This is turning out to be longer than I expected ... never mind. We might get to the dancing sometime in the new year ! :-)
Meanwhile, back at the feast, and further down the table ...
(Disclaimers in
part one.)
Part Five:
"… and then the dashed beast up and bolted on me. Took off like a rocket. There I was, hanging on like grim death while it charged through hedges and leapt ditches and thundered through streams, with the bally hounds baying at our heels all the way. Ended up on the other side of the county with a broken girth and a bent bit. Had to jolly well walk home - and not a trophy to show for the entire day!” Lord Holly spread his hands wide to illustrate their emptiness and Dawn had to smother a giggle at his expression. “The hounds enjoyed it though. Best run they’d had in weeks.”
“I bet they did.” Jack’s eyes twinkled in the candlelight, adding to the warmth of his smile.
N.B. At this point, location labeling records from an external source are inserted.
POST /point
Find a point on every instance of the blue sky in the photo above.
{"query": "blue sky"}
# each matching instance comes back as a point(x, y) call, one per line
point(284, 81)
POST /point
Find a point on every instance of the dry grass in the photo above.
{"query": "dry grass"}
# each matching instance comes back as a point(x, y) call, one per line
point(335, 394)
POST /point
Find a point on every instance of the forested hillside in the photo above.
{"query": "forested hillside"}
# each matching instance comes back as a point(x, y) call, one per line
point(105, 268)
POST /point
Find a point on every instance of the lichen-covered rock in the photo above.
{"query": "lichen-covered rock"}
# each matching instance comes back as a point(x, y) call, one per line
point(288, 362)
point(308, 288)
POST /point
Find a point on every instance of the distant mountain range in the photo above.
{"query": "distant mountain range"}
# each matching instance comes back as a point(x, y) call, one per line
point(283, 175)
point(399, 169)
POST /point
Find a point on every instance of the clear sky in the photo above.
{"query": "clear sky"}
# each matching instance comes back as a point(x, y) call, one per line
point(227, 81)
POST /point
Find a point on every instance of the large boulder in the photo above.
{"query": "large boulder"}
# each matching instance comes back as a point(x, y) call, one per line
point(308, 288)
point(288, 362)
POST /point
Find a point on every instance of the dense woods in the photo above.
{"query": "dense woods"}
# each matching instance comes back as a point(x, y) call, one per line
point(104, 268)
Dawn thought that he and Lord Holly were related somehow, although neither of them had said as much. The old man’s face held an echo of the younger one’s handsomely chiselled face, and their eyes - their eyes were almost an exact match, although Lord Holly’s might be a slightly darker green, as Jack’s were clear as emeralds, and the old man’s were misted with age. But they had the same flicker of golden flecks in their depths, and the same swirl of sunlight and hazelnut whispering around the edges of the iris. “You spoil those hounds of yours, Holly. They won’t love you any the less if you work them hard. In fact they’ll thank you for it.”
“And I’ll thank you for keeping your advice to yourself, thank you very much. You don’t know a thing about hunting hounds. Nor riding to them, for that matter. Stick to ploughshares and plough horses. That’s what you know. Oats and wheat and barleycorn. Leave the deer and rabbit and the fox to me.”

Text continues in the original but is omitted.